“It’s most likely the ranchman’s wagon road,” he hazarded. “He’d have to have some way of hauling his hay to Little Ophir.”

“Well,” Dick cut in, “this isn’t finding Blaisdell. Shall we climb down and begin the hunt?”

Now the task which had been set them, of finding two human atoms in the maze of forest and mountain which lay at their feet, was not quite so much of a needle-in-a-haystack search as it might appear to be. Since Blaisdell and his helper had gone ahead to reset grade stakes, all the searchers had to do was to find the Short Line survey in the maze and then to follow the staked trail until they came to the resetters.

At first they tried to hold a straight course down the mountain from their lookout summit. But here great Nature intervened. Precipices they could not descend got in the way, and when these had been circumvented, there were steep gulches to be headed and lower spurs to be climbed—with more gulches on their farther sides.

Winding and twisting, climbing and descending, and twice crossing small streams, they came finally into the valley with the curious name—and were so completely turned around that they had to look at their watches and the position of the sun to locate their point of approach, which was far up the southern side of the valley. In other words, they had made more than a quarter-circuit of their goal in getting down to it.

“Gee!” Dick exclaimed—he was beginning to lag a bit from sheer leg-weariness—“the long way around may be the shortest way home, as the old saying goes, but if it is, we didn’t find it. Whereabouts are we, anyhow?”

It was rather hard to tell just where they were, in relation to their surroundings. At the near-hand view the valley didn’t look anything like the yellowish flat they had seen from the heights. For one thing, the yellow turned out to be the dirty fawn-color of disintegrated sandstone; and instead of being flat, as it had looked, the park was thickly “pimpled,” at least in their part of it, with low hills of the weathering stone.

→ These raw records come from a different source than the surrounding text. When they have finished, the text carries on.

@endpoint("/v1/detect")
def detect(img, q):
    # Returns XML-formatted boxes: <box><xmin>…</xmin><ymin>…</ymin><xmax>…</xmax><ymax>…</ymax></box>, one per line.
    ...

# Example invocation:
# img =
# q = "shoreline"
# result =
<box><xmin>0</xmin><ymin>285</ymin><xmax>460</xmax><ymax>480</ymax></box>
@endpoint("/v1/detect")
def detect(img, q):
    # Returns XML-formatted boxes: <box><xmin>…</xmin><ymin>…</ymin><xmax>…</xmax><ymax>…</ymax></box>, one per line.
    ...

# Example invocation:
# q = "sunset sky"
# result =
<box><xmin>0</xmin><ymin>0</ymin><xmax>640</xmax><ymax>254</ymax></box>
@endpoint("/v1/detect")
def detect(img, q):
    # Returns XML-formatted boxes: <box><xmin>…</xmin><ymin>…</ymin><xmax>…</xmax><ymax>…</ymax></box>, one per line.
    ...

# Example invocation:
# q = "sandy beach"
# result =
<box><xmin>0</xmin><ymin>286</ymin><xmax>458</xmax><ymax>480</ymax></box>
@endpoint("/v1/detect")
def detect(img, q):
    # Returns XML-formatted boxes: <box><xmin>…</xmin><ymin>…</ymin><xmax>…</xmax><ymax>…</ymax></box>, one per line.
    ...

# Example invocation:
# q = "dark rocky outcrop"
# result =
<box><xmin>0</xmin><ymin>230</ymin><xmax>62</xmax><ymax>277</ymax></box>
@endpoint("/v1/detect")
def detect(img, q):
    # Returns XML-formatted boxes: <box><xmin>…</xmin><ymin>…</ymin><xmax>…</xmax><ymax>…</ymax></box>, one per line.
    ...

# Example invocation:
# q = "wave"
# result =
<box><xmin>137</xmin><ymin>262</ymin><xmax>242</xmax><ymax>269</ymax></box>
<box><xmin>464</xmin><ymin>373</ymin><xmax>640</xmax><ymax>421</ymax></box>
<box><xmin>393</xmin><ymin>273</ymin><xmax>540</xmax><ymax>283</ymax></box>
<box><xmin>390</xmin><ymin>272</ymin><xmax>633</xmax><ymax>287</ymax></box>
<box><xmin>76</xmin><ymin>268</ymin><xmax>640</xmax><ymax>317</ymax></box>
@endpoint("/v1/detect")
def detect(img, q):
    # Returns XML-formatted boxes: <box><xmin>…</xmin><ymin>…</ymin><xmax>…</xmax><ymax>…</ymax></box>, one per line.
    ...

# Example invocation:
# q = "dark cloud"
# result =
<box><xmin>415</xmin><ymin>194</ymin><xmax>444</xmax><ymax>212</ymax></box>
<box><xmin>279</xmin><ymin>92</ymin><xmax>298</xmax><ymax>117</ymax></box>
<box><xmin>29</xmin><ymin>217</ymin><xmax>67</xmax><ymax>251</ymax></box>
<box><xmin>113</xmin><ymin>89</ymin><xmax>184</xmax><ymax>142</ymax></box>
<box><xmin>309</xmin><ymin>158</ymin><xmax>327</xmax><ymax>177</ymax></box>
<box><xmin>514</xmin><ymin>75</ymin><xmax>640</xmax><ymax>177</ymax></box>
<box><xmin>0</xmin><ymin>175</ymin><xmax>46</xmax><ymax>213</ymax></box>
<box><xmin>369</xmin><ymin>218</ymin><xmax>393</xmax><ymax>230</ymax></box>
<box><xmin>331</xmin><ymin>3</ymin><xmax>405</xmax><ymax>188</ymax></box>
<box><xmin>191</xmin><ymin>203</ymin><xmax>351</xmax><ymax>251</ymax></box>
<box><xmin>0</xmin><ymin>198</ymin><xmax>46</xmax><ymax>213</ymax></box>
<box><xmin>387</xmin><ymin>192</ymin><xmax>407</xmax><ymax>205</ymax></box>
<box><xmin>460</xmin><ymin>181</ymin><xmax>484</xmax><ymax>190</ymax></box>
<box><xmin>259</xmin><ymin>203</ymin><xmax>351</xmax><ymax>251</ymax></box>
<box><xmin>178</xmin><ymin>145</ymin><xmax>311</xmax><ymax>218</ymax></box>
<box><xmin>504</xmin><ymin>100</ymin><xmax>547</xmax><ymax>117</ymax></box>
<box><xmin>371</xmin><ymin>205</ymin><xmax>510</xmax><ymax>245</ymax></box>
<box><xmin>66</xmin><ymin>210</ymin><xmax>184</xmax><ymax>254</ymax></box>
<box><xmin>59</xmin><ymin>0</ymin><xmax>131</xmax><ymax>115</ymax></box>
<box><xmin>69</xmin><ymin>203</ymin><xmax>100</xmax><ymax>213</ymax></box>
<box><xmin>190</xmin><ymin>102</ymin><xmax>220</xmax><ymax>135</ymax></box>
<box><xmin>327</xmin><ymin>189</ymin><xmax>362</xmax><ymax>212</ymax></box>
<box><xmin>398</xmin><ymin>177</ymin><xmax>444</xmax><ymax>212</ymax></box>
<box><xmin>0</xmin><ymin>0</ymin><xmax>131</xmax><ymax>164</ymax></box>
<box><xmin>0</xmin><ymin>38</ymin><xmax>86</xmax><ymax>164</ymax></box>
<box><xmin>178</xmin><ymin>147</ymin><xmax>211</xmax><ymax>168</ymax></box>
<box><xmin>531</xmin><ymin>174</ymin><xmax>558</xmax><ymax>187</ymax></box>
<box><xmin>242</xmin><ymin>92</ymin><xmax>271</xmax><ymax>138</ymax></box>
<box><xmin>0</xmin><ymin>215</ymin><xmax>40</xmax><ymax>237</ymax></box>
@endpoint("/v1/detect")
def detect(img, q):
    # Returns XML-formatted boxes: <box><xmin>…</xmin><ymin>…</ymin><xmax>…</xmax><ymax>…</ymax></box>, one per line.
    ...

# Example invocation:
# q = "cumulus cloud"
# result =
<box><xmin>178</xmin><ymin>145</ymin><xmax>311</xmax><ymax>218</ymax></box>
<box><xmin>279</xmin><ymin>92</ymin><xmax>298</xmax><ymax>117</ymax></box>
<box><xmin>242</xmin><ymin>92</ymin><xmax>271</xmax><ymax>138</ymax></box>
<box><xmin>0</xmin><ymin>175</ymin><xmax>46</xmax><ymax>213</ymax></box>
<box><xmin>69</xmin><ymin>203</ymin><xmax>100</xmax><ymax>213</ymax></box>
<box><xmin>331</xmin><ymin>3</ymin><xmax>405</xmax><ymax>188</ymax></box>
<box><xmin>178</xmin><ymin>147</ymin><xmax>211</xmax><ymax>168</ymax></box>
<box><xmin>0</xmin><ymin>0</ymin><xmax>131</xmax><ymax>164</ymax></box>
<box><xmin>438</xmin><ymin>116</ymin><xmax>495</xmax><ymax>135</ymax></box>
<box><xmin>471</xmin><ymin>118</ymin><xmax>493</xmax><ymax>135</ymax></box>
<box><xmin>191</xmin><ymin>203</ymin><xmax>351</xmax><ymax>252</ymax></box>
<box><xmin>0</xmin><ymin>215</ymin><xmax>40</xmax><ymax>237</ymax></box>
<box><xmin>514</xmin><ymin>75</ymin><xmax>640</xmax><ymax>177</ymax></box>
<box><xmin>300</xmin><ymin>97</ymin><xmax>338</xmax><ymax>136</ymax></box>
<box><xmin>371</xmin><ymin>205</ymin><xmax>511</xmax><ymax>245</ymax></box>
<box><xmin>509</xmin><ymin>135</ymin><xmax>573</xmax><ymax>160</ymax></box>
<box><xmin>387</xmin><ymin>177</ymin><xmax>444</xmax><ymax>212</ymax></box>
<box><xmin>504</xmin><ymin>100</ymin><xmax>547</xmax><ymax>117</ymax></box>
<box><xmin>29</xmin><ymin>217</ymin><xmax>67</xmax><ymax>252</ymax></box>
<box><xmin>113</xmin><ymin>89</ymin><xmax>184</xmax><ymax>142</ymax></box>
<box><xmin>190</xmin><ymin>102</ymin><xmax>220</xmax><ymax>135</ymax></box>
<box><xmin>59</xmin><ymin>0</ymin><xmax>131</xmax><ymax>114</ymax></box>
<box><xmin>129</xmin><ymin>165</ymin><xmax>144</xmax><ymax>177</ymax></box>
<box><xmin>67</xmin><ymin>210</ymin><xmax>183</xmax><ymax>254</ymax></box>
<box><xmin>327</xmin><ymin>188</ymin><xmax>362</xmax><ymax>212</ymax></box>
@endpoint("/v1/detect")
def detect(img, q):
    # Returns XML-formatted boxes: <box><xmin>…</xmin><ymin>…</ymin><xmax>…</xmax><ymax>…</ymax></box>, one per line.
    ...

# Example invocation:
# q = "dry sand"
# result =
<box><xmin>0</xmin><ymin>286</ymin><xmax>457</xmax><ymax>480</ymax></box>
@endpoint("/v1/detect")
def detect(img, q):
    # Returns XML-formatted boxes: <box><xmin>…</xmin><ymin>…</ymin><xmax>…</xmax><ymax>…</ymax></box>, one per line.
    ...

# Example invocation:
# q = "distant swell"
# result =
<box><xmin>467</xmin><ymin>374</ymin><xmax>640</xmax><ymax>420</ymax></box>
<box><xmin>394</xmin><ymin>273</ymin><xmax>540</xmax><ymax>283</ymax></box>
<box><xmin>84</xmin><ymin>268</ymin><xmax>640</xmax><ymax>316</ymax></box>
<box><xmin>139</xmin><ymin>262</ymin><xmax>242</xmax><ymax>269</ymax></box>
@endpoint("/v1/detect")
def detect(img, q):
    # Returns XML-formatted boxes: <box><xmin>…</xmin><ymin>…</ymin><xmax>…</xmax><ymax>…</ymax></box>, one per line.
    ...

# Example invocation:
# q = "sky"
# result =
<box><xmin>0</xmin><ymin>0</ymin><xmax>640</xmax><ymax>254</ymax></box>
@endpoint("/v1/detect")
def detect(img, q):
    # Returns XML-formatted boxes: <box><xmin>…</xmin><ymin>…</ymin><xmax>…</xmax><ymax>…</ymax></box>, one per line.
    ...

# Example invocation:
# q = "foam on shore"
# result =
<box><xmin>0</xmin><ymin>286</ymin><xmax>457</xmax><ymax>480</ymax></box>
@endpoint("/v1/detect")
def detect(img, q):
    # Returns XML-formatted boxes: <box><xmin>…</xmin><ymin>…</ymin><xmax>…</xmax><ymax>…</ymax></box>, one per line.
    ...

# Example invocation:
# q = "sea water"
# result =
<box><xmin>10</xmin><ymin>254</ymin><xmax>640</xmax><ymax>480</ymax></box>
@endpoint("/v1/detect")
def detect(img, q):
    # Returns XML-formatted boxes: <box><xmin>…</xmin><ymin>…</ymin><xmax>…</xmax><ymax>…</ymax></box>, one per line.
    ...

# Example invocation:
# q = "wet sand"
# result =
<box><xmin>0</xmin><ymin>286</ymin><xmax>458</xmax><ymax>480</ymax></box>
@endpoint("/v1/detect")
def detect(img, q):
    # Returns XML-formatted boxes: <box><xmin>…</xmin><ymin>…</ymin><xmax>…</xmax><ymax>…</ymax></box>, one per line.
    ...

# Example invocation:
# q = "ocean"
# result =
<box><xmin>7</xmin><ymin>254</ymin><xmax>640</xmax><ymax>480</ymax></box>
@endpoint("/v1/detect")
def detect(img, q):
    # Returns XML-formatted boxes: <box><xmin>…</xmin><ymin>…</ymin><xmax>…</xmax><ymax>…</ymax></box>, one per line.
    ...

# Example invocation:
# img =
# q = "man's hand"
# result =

“The first thing to do is to find the line of our survey,” said Larry. “We can’t miss running across some of the stakes if we go straight ahead the way we’re facing now.”

That seemed reasonable. From many former studyings of the maps and blue-prints they knew the general route of the Extension, though this was the first time they had been out this far ahead of the actual working forces. Not having any maps with them, and neither of them being able to recall from memory the exact route of the new line through the valley, there was nothing to do but to hunt for the line of stakes. So they set out northward among the stony hills, keeping a sharp lookout as they went for the line of the survey.